3. Similar as observed for 2DG, CB-839 had different effects in fully activated human and rat HSC; it significantly suppressed proliferation and expression of fibrogenic markers in human HSC, while minimal-to-no effects were observed for rat HSC. Authors conclude that the results using human HSC are promising, though, and may further support the notion that human HSC rely more on different energy-generating metabolic processes than rat HSC. This needs more attention as suggested in point 2.

Author reply: We thank the reviewer for this suggestion. We have to be careful to directly compare the effects of CB-839 in rat and human HSC, as this compound was synthetized to target specifically the human glutaminase isoform GLS1. Thus, we cannot rule out species specificity here. We do mention this in the revised manuscript, but follow the reviewer in hypothesizing that activated human HSC indeed rely more on energy-generating metabolic processes than rat HSC

 

4. The important observation as authors highlight is that targeting complex I of the mitochondrial ETC with either metformin (in human HSC) or rotenone (in rat HSC) most potently suppressed the proliferation and expression of fibrogenic markers in HSC. This uncovers mitochondrial OXPHOS as a novel therapeutic target for the treatment of liver fibrosis. OXPHOS as therapeutic target has been studied by many research groups (Ref# 26-28), and the inhibition of OXPHOS were effective in both human and rat HSC in this study as well. Perhaps authors should emphasize and highlight this pathway in the manuscript.

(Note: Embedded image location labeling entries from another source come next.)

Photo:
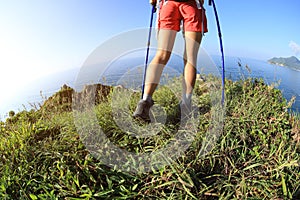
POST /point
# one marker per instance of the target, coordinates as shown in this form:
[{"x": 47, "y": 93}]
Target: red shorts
[{"x": 172, "y": 13}]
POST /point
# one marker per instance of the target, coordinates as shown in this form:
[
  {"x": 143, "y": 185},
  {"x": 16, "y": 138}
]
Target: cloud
[{"x": 295, "y": 47}]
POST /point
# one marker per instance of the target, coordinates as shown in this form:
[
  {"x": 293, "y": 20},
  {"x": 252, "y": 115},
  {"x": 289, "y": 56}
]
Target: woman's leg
[
  {"x": 192, "y": 45},
  {"x": 166, "y": 40}
]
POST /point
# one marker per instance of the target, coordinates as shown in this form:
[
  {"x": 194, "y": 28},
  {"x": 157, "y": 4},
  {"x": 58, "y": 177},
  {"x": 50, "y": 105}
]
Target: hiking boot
[
  {"x": 185, "y": 109},
  {"x": 142, "y": 111}
]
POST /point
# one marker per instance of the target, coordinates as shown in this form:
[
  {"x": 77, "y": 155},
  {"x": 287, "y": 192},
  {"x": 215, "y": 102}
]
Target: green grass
[{"x": 256, "y": 156}]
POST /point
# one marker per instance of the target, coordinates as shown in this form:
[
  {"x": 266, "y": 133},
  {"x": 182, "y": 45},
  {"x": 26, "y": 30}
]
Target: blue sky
[{"x": 40, "y": 37}]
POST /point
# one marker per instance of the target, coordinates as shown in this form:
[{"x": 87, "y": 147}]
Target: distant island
[{"x": 290, "y": 62}]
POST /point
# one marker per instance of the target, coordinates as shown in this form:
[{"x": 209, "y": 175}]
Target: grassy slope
[{"x": 256, "y": 157}]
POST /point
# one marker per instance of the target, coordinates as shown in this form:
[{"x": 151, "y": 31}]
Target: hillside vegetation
[{"x": 256, "y": 156}]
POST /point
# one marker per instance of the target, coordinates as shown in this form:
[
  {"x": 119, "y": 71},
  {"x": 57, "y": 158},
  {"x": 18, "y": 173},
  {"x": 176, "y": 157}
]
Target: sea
[{"x": 128, "y": 72}]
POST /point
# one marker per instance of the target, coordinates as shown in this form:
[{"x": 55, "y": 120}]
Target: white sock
[{"x": 147, "y": 97}]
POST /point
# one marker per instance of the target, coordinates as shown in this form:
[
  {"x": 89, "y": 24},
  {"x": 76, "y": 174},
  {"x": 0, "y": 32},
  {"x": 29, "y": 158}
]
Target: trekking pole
[
  {"x": 212, "y": 2},
  {"x": 148, "y": 48}
]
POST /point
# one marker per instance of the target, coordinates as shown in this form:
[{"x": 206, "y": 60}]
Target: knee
[{"x": 162, "y": 57}]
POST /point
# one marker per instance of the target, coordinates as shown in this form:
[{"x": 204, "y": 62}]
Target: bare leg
[
  {"x": 192, "y": 44},
  {"x": 166, "y": 40}
]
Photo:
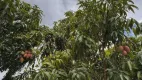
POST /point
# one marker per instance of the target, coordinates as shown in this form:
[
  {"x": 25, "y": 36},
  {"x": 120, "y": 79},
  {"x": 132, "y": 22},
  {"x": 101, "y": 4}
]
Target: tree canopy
[{"x": 88, "y": 44}]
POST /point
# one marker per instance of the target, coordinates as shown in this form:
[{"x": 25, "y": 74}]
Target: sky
[{"x": 54, "y": 10}]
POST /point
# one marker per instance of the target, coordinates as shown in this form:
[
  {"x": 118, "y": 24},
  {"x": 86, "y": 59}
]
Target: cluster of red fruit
[
  {"x": 124, "y": 49},
  {"x": 26, "y": 55}
]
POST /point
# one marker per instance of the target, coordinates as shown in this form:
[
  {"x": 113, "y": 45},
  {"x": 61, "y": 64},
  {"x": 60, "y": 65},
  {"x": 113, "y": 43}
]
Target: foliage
[{"x": 82, "y": 46}]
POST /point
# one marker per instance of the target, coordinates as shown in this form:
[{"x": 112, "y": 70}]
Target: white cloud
[{"x": 54, "y": 10}]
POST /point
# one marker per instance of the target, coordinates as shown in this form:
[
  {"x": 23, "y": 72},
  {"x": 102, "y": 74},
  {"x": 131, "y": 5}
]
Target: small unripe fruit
[
  {"x": 126, "y": 48},
  {"x": 120, "y": 48},
  {"x": 124, "y": 53},
  {"x": 21, "y": 59}
]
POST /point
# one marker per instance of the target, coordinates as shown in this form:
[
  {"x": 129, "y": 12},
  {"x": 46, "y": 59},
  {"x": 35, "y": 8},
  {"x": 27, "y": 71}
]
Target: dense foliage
[{"x": 82, "y": 46}]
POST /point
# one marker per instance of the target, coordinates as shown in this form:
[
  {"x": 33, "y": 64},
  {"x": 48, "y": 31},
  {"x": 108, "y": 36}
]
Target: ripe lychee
[
  {"x": 25, "y": 55},
  {"x": 21, "y": 59},
  {"x": 124, "y": 52},
  {"x": 120, "y": 48},
  {"x": 127, "y": 49}
]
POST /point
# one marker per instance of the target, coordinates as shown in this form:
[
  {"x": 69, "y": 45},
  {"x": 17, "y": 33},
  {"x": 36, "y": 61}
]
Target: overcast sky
[{"x": 54, "y": 10}]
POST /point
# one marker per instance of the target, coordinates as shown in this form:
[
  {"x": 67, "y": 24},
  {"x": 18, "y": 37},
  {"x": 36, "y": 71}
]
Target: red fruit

Author reply: We thank the reviewer for this suggestion and we have further emphasized that our work especially identifies HSC OXPHOS as a potential target to treat liver fibrosis (for instance using metformin).

 

 

Round 2

Reviewer 1 Report

I congratule authors for the additional experiments performed. However, I still consider that ATP levels must be analyzed. Otherwise, it is not possible to understand the impact of the metabolic changes observed. I also recommed to clarify in the manuscript the reasons for the use of both rat and human stellate cells, such as explained in the answers to my concerns. 

Author Response

Author’s reply: We thank the reviewer for his/her very positive assessment of the first revision of our manuscript. We agree that analyzing ATP levels indeed has additional value for the interpretation of our experiments. Thus, as requested by the reviewer, we have quantified ATP levels in the experiments where we exposed rat HSC to the various inhibitors of cellular/mitochondrial metabolism, e.g. 2DG, CB-839 or Rotenone. As you can see, ATP levels are reduced after 72 h in primary rat HSC treated with 2DG and Rotenone. CB-839 did not cause a strong reduction in ATP levels, probably because cells have efficient compensatory mechanisms, such as increasing glycolysis. Interestingly, ATP levels nicely correlated with the effect of the inhibitors on HSC proliferation. We have added this experiment in Figure 4 (new panel 4B of the revised manuscript). Currently, our research activities are limited by covid-19 related restrictions, so we have not been able to also perform such experiments for human HSC. We feel that our experiments with rat HSC show that the concentrations of the inhibitors used indeed effect ATP levels and correlate well with the effect on cell proliferation. We hope that these results (which are included in the revised manuscript) will convince you to make our manuscript acceptable for publication.

Finally, we have clarified the use of rat and human HSC for specific experiments in the discussion section, using the same phrasing in our answers to your earlier comments.